My mental health, and physical health were secondary to my appearance. Even though I am a former dancer I am in fact lazy and I hate exercising. As a child I never did, I danced, but this was not exercise for me. Now I do it because I am, and have always worried about, and trying to control the way that I look. I never thought about exercise actually improving the quality of my life beyond keeping me bikini ready. I have learned that if I do not exercise and feed my body well I will feel like crap, and emotionally I will probably be a mess. I had forgotten that before starting Bikram I suffered from insomnia (how short are our memories for certain things once they are gone) in the two years that I have been practicing sleeping is no longer effortful.

Likewise my dog has improved the quality of my life with her companionship, her devotion and her dependence on me.
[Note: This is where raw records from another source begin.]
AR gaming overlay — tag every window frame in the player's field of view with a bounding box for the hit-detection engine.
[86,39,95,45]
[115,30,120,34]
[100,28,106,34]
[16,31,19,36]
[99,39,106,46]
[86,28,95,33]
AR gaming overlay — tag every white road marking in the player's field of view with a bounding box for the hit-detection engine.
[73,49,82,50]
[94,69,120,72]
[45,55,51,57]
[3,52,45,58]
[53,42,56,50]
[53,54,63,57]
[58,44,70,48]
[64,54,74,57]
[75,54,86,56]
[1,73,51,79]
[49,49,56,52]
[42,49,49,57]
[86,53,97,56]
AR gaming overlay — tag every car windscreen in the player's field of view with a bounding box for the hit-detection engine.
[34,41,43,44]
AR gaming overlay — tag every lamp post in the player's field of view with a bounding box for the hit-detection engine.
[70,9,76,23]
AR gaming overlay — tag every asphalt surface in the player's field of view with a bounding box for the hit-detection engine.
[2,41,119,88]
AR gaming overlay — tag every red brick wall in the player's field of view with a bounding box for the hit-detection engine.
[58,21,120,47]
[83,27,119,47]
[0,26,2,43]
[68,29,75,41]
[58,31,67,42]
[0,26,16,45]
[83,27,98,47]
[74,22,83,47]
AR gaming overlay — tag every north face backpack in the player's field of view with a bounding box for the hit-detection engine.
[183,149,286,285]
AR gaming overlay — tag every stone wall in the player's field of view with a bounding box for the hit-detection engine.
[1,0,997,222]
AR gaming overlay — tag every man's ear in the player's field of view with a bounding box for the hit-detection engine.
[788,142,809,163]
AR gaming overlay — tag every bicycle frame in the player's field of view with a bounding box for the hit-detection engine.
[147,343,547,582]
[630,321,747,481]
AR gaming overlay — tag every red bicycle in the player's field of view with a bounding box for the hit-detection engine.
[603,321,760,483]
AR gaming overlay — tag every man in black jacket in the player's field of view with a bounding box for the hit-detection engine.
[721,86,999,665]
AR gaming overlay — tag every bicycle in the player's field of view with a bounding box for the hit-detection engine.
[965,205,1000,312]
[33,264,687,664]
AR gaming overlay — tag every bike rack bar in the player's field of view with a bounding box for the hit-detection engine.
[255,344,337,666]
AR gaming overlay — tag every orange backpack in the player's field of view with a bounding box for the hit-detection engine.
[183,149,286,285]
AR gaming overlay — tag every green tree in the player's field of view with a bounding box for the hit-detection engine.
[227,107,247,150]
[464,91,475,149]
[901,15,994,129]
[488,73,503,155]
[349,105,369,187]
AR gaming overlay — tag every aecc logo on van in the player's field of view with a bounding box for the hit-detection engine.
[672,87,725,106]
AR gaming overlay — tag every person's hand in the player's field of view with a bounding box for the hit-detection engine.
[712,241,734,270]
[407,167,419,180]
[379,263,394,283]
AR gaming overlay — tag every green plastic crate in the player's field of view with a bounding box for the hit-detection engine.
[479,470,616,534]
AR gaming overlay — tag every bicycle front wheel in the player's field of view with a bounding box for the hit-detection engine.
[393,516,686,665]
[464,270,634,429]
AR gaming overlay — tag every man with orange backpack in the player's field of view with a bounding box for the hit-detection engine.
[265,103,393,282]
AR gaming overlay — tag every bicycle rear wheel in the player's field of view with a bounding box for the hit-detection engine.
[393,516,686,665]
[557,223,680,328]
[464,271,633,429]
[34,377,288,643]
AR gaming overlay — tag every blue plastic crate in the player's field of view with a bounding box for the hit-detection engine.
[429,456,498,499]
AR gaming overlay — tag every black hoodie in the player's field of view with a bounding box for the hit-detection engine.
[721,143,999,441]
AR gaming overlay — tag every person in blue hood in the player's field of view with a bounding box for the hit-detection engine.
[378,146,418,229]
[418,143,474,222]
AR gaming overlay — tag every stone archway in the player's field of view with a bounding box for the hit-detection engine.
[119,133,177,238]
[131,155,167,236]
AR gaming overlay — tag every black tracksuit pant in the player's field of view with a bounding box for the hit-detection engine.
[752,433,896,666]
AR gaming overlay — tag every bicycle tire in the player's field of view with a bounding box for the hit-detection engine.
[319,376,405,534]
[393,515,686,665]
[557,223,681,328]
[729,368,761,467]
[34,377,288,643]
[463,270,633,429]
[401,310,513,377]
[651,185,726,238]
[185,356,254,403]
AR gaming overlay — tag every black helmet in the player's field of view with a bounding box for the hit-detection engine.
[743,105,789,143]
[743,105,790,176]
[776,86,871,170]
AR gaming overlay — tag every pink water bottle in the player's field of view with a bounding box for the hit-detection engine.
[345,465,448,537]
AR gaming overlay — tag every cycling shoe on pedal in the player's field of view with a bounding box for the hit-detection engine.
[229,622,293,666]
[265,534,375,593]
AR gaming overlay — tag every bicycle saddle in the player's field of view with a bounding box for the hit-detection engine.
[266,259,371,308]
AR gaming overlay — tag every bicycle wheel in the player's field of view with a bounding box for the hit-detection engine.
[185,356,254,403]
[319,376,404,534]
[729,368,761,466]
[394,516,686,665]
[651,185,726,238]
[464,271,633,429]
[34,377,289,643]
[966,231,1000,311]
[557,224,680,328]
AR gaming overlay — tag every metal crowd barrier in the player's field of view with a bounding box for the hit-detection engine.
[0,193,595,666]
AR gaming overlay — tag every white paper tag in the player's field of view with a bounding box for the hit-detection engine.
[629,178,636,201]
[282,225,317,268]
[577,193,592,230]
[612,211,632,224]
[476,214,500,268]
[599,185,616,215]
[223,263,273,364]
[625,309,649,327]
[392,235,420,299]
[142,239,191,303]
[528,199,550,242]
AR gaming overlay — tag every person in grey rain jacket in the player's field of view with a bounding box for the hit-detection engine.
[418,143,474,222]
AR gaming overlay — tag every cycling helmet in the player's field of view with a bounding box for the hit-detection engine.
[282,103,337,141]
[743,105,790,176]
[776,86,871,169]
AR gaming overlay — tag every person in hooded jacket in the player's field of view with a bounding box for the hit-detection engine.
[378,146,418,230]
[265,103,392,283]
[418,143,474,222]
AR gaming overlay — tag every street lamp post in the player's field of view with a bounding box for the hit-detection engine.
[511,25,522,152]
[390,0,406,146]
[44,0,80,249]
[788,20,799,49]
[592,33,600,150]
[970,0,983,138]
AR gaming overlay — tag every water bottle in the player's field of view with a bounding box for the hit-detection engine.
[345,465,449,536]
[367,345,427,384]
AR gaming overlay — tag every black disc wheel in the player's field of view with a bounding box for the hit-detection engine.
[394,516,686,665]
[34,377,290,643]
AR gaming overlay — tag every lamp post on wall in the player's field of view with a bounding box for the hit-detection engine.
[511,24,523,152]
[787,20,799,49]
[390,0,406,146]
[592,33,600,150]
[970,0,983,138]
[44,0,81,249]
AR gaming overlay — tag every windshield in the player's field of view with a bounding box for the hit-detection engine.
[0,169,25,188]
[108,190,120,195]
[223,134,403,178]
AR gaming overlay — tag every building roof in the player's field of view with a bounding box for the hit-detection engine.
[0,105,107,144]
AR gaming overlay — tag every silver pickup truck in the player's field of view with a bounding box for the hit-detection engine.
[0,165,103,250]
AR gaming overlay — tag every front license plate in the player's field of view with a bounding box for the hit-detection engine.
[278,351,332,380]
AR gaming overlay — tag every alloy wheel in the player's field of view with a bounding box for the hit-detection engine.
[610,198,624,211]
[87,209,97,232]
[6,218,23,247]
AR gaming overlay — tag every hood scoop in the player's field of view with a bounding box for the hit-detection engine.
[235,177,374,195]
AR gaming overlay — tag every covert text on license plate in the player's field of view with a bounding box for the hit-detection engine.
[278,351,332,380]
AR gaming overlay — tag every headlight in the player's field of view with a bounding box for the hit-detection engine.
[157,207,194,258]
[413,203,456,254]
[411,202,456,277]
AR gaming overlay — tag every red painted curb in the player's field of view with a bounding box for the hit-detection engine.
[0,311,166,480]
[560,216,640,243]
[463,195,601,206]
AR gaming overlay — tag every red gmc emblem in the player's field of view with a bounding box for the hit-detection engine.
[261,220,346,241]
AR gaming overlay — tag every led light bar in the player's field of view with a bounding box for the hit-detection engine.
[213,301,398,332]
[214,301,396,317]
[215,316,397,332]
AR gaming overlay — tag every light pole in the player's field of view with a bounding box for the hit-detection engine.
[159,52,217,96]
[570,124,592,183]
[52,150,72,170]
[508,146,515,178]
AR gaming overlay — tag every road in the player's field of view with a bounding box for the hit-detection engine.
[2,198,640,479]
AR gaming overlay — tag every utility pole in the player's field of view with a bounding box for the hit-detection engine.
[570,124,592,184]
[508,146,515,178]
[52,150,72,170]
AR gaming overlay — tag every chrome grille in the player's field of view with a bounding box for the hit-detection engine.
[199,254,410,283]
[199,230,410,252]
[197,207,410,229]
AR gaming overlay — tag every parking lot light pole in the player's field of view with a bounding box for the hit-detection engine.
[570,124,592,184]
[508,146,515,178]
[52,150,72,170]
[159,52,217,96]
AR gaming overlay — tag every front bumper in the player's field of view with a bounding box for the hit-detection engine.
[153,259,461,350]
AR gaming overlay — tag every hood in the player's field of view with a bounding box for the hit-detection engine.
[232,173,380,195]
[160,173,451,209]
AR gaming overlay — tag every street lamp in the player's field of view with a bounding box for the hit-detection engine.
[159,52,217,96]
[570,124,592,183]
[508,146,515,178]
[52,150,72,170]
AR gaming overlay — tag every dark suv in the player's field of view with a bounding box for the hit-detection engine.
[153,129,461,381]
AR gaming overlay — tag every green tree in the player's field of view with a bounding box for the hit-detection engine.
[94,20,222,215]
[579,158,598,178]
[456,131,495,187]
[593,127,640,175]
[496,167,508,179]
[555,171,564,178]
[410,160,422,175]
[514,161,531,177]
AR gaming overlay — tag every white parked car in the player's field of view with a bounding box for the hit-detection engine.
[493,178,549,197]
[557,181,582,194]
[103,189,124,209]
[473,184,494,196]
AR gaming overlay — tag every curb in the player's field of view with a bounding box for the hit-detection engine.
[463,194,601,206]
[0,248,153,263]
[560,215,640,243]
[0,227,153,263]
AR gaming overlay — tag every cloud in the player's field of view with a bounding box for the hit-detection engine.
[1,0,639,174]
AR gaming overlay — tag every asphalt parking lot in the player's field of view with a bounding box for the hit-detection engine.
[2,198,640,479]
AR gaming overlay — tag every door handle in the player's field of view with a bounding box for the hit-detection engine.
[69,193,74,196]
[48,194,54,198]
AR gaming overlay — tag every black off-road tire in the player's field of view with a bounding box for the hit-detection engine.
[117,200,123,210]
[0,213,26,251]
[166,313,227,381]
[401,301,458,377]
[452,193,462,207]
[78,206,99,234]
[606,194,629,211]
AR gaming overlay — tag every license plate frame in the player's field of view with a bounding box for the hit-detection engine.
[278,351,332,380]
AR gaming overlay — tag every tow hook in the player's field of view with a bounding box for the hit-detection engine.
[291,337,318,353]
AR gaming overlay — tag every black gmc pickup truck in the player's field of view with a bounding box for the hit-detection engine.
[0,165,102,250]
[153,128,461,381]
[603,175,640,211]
I have to show up for her and as much as it may irritate me at times deep down I am happy, even honored to do so. I miss her (not enough to take her back just yet but enough to admit that she is missed) Exercising – Bikram has made my life better, it clears my head, de-stresses me, empowers me, if I can knock a Bikram class out without blinking what can’t I do? I have gained a perspective and respect for the holistic benefits of exercise in a way I had never had before. I think now I can be less begrudging about having to do it, which for me says a lot. It’s better than taking medication – instead of a pill to make be feel better emotionally and physically I take yoga.

I was so moved by my discovery that I have decided to see what walking the straight and narrow might bring. I am back on the yoga track, I am thinking that I will try to eat 2 salads and 3 pieces of fruit a day- I am not saying that there will be no snacking but I can say that the fruit will count as 3 snack servings!! I’ll let you know what happens.


  1. this is both funny and true. i go through these stages when i decide i’m being too much of a nutritional purist, which usually means a diet consisting of tortilla chips and peanut chews (both vegan!) paired with wayyyyy too much coffee and wine. when my husband starts to avoid the crabby, tired, unmotivated blob which has invaded our home, i go back to my nutritional yeast, emergen-C, salads, and brown rice and magically start to feel human again!